Environmental Chemistry Highlights from the 2010 SETAC Europe Annual Meeting
John Parsons, Institute for Biodiversity and Ecosystem Dynamics, University of Amsterdam, The Netherlands
This year’s annual meeting in Seville featured many presentations dealing with environmental chemistry, not only in the sessions that were labeled as such but also in other themes such as emerging pollutants and ecotoxicology. With such a large number of presentations it is impossible to present a comprehensive summary. Instead, I will restrict myself to some personal impressions of the highlights regarding environmental organic chemistry.
First of all, the general standard of presentations was very high and I was particularly impressed by the number of presentations of studies dealing with mechanistic aspects of the environmental behavior of organic chemicals. Another general impression is that more and more work is being done on the environmental chemistry of the polar and ionic compounds. Such compounds are becoming increasingly important as many of the emerging pollutants fall into these categories. Partitioning of these compounds is much more complex than that of the “traditional” hydrophobic chemicals but real progress is being made in understanding and quantifying the mechanisms involved in these processes.
Another group of pollutants that is not really new but that is finally receiving attention from environmental chemists is the methylsiloxanes. The environmental behavior and effects of plastics is also an up-and-coming field as shown by the fascinating and very popular session on Thursday morning regarding plastics in the environment.
As far as methods are concerned, it was obvious that passive sampling and dosing techniques are becoming very popular, with not only an entire session being devoted to this topic but with these methods being used in many studies presented in other sessions. The presence of plastic materials in, for example, the marine environment could be regarded as an unintentional passive sampling campaign and this is, in fact, the basis of the international Pellet Watch project. The aim of this project is to analyze persistent pollutants in plastic pellets collected across the globe as a monitoring tool.

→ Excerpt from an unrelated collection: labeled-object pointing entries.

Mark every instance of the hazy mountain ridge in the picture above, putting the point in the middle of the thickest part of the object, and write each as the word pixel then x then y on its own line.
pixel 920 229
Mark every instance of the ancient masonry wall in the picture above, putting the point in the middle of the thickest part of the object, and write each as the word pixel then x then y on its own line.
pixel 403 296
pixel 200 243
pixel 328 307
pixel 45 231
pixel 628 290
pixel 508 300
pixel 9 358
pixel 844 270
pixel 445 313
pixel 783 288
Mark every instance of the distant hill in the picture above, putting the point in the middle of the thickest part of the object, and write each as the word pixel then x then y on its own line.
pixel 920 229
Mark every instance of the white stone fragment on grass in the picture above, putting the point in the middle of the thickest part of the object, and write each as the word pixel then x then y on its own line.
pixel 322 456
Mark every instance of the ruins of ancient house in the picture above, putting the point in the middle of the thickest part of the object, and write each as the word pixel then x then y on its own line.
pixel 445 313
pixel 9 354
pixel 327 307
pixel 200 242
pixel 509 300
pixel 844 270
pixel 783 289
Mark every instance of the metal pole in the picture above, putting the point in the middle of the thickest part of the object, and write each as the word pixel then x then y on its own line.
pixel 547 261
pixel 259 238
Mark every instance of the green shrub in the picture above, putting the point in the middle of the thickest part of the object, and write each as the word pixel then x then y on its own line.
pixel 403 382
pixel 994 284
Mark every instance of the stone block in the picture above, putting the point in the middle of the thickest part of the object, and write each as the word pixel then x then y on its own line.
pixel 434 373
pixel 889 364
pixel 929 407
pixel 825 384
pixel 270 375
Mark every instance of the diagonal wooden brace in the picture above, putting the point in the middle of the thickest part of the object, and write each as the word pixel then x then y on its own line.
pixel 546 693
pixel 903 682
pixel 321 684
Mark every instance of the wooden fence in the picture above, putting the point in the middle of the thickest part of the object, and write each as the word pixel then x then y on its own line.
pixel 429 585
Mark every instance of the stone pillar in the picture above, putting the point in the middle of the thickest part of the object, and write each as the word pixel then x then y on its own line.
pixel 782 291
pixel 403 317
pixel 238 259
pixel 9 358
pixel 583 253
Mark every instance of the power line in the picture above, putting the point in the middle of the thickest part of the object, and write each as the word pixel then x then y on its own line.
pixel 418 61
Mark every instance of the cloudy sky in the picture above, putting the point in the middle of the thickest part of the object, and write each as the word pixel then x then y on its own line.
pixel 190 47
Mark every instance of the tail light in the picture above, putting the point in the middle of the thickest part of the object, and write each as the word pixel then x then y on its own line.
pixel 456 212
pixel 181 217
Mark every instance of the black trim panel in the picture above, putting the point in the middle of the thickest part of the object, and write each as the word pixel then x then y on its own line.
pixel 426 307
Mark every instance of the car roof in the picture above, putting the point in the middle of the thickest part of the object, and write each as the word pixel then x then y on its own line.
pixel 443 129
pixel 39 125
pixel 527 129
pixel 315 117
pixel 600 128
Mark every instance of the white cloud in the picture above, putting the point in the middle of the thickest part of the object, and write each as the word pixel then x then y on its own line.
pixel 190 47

A number of presentations in different sessions dealt with the sorption of polar compounds to soil and sediment. A nice example was the presentation by Bonner and Goss given in the Fate of Pesticides session describing a study of the sorption of a number of polar pesticides and pharmaceuticals to soil. Different mechanisms are involved in sorption of these compounds and the overall process could be described successfully with so-called poly-parameter models with different parameters representing different mechanisms. Interestingly, one of the parameters—the S parameter describing molecular polarizability—could successfully predict the linearity of sorption.
The Sorption and Bioavailability of Organic Chemicals session also included a number of interesting presentations on sorption mechanisms of ionic compounds. Droge et al. showed sorption data for cationic amines measured with an elegant method based on an HPLC system. Results from this study indicated cation exchange as an important sorption mechanism for this class of compounds. In contrast, the sorption of sulfamethazine, a compound with a pH-dependent charge, to biochar does not involve ion exchange. In this case, π-π interactions between the chemical and the biochar surface seem to dominate. Other presentations in this session described new techniques to study sorption, such as nanocalorimetry, infrared spectroscopy and scanning transmission x-ray microscopy. The latter technique enables the visualization of phenanthrene sorbed to activated carbon, showing that this compound can penetrate into pores in activated carbon and compete for binding sites there.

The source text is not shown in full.